While religion regulated the virtue and spiritual rewards of the burgeoning populations collecting around silos of excess food, the secular concerns were more down to earth. Regulating the value and material rewards of the artificial bounty produced by totalitarian agriculture required governance. Abandoning the intimacy with nature required of hunter-gatherers, their children flocked to population centers to earn their meals by artificial means and reproduce their children with equal lack of concern for whence they come or go. Like god sets the requirements to enter heaven, government enhances and enforces most of them on the material plane. As above, so below — and we’re below both, keepin’ the faith. Or not.

Candidates prophesy, voters cast their faith into locked boxes only to be cast to the winds of fate on inauguration day and the prophecy dilutes as the more skeptical of faiths withdraw their energy from the surface tension of the bubble of hope for every betrayal of specialized desires. In the heavens there’s gods, on the ground there’s jes’ us; father, son.

So what could be more tenuous than faith in fearfully currying the ephemeral pleasure of a jealous father and obediently paying the material taxes to his ravenous son?

Where’s the holy ghost in this trilogy of faith?

How about the faith it takes to hold a wafer in your hand at the altar of the treasury and believe it represents a body of real value. This is the faith we are supposed to invest in a church whose priests worship at the bottom line with prayers full of small print stating an intent to repay more full of hot air than cotton candy. A homeowner recently bucked a foreclosure claim by showing in court that the bank reneged on the loan by failing to put up something of equal value with his house, since all the bank put up was a signature with no risk. This is the system our taxes are presently bailing out, with even more monopoly money. Holy crap, as my buddy Erica loves to say.
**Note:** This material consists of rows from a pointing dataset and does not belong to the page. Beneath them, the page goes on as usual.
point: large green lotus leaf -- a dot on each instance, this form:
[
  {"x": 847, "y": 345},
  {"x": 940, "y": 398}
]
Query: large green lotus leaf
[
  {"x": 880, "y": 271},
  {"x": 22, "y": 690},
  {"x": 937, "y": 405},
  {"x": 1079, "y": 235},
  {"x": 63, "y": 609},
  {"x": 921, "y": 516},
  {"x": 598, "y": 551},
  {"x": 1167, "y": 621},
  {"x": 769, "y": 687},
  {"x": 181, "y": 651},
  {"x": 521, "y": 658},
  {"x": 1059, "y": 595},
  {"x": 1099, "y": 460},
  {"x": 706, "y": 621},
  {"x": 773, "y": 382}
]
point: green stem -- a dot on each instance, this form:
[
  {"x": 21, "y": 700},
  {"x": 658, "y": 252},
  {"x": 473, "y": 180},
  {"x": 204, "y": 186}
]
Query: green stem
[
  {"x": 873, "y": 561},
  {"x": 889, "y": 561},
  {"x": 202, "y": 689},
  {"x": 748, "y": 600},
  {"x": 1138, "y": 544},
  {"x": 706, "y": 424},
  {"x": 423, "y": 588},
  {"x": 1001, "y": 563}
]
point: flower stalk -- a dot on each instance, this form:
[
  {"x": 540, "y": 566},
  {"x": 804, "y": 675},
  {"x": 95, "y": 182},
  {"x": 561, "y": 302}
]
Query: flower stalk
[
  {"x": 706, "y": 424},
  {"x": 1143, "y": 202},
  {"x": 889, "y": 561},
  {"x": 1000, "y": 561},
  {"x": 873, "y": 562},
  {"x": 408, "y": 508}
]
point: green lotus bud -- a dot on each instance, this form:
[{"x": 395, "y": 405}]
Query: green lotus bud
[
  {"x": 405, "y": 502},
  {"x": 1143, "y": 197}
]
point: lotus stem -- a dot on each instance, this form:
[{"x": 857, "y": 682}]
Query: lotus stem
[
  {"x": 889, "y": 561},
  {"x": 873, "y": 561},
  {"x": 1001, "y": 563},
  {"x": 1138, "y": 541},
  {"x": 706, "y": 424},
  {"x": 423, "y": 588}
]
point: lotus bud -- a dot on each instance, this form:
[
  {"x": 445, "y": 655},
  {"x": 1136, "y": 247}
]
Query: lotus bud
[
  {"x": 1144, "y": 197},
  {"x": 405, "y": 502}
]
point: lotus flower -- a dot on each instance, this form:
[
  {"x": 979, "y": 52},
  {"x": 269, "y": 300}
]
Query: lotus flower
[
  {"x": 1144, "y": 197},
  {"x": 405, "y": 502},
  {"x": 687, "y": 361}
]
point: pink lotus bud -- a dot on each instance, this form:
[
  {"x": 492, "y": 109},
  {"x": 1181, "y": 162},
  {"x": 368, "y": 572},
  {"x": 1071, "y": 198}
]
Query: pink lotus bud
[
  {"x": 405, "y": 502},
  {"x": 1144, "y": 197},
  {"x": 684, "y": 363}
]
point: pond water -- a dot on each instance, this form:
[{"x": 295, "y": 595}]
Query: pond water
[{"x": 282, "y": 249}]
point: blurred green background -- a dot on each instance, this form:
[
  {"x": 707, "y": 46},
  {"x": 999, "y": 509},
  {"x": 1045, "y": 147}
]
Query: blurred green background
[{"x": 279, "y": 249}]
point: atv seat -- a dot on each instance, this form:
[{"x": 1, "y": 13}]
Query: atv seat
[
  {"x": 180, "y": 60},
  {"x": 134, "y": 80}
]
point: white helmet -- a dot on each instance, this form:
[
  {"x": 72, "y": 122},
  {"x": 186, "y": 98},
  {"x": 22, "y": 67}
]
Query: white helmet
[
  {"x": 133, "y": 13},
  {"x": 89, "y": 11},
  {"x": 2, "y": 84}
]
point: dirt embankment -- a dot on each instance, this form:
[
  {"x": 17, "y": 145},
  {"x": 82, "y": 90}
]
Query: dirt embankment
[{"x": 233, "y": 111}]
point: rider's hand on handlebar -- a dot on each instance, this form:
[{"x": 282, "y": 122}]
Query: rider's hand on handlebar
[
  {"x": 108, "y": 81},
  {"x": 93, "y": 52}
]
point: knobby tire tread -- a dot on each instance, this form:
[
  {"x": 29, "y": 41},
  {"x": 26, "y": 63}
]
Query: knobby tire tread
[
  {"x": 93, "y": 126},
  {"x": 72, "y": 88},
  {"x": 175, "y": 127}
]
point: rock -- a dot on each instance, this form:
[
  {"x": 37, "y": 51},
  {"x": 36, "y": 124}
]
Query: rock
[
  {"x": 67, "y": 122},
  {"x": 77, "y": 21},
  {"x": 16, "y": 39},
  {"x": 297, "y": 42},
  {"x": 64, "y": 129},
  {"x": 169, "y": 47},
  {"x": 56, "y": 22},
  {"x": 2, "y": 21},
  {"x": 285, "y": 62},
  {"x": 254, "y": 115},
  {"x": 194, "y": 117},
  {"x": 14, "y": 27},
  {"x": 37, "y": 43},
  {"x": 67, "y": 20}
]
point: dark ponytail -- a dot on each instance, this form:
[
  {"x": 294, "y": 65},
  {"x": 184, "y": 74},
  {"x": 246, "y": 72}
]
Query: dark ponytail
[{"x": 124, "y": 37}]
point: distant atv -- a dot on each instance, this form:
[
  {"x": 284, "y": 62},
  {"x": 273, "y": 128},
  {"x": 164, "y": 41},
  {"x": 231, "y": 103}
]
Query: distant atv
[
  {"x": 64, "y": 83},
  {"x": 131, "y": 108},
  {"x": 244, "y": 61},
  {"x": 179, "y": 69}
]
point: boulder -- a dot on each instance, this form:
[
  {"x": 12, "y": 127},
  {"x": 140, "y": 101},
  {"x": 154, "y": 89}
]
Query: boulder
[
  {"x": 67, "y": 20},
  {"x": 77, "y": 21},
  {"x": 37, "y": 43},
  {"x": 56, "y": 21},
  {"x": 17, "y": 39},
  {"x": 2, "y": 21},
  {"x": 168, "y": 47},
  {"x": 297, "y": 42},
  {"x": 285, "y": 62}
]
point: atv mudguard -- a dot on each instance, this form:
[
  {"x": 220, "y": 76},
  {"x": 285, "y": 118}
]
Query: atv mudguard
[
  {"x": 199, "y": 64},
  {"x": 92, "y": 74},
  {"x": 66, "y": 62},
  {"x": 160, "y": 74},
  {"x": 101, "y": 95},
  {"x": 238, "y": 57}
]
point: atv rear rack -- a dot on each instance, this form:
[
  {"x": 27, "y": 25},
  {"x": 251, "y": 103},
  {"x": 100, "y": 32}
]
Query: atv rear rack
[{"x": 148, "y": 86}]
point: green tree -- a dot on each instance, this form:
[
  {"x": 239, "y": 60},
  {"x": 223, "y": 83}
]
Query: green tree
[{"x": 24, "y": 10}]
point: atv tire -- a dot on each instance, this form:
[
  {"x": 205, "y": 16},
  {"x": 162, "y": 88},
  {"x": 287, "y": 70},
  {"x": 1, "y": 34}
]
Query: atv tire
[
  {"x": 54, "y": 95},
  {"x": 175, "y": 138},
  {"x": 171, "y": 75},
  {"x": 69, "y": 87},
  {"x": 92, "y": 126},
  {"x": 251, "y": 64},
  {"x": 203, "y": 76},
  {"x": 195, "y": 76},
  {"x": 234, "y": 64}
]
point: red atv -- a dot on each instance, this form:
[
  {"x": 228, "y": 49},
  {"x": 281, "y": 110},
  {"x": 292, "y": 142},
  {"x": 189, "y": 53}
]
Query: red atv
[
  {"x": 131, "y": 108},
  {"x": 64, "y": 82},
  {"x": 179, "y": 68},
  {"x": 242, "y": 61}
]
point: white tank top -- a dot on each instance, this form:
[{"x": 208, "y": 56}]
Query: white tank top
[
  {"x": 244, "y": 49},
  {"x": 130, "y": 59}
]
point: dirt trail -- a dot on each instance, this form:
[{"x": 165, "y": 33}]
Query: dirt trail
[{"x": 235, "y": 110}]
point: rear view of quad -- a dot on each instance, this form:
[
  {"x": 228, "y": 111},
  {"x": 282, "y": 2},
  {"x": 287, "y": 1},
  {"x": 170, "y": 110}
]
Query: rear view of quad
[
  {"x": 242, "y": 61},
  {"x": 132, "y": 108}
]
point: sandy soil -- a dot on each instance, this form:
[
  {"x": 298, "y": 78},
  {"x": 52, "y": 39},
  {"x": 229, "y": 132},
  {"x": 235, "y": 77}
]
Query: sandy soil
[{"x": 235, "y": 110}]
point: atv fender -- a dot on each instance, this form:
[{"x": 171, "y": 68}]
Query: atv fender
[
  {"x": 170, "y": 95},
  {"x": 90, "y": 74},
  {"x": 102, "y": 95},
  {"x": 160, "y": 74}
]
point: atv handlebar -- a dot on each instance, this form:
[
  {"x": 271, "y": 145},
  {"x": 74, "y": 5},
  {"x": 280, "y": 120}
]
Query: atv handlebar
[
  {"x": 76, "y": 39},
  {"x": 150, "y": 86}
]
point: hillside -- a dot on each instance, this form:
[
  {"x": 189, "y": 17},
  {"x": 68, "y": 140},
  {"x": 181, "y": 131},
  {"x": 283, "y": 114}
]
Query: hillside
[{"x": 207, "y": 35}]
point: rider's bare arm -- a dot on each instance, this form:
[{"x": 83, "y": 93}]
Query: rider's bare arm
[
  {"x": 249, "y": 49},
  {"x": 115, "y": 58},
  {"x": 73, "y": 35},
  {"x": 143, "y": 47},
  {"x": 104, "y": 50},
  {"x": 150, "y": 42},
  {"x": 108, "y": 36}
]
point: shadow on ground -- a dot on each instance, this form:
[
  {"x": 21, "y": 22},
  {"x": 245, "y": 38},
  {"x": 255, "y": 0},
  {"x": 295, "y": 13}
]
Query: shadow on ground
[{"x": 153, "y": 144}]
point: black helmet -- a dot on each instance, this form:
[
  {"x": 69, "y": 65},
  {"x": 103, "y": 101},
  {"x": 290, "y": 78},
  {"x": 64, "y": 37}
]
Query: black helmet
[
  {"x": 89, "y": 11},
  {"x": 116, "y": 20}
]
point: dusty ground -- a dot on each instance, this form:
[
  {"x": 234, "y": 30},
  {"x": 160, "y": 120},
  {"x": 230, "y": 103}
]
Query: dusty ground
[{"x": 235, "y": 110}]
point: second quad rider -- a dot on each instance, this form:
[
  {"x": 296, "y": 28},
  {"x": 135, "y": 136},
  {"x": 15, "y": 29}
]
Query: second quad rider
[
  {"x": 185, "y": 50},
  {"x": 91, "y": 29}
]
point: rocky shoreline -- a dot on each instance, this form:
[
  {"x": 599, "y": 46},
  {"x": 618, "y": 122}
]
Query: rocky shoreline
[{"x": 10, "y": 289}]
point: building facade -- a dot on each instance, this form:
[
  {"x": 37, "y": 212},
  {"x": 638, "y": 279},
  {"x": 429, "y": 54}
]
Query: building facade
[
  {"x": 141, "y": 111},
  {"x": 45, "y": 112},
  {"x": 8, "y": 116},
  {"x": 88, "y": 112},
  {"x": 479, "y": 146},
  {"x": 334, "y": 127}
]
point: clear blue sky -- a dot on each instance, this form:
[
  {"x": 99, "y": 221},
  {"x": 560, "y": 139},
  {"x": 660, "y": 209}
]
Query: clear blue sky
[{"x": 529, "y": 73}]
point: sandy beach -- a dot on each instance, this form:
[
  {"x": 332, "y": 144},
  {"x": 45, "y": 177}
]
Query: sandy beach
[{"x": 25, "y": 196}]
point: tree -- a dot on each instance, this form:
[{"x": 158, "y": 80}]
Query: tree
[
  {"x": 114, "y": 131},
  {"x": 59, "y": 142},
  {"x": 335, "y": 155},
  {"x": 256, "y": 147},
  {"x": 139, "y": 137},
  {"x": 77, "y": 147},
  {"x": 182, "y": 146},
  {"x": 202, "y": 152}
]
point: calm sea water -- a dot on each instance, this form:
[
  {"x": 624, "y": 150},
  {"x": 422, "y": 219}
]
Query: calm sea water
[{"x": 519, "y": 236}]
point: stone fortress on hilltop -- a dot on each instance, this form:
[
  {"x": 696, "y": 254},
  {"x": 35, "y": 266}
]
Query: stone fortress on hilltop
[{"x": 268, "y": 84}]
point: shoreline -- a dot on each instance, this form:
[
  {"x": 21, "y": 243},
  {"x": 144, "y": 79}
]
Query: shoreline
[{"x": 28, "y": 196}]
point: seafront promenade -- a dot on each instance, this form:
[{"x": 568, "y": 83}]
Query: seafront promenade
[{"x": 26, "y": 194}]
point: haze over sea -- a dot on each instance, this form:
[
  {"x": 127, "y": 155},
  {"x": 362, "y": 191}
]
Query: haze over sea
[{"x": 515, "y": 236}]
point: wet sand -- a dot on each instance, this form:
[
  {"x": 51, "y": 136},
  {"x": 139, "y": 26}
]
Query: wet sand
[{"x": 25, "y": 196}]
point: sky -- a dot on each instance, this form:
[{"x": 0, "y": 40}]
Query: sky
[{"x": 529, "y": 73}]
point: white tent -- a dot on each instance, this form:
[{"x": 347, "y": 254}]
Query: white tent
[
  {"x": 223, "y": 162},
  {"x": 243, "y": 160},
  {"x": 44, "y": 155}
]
If I have a faithful bone in my body, it’s invested in my ability to perceive the guidance of my genetic memory’s relation to the theme behind nature’s proliferation of variety. For me placing faith in others is placing the uninvited burden of not disappointing me upon them; a horrible way to treat something I love. Only when I am asked to believe does the notion occur, and then, askance. I’m always juggling likelihoods, but certainty isn’t on the scale.

Gods, governments and gilt are myths told in language taught to the people from the top down. Sometimes thinking without words is the only way to visualize the bubbles that faith in the myth of western civilization is — how unnecessary to life in symbiosis with nature.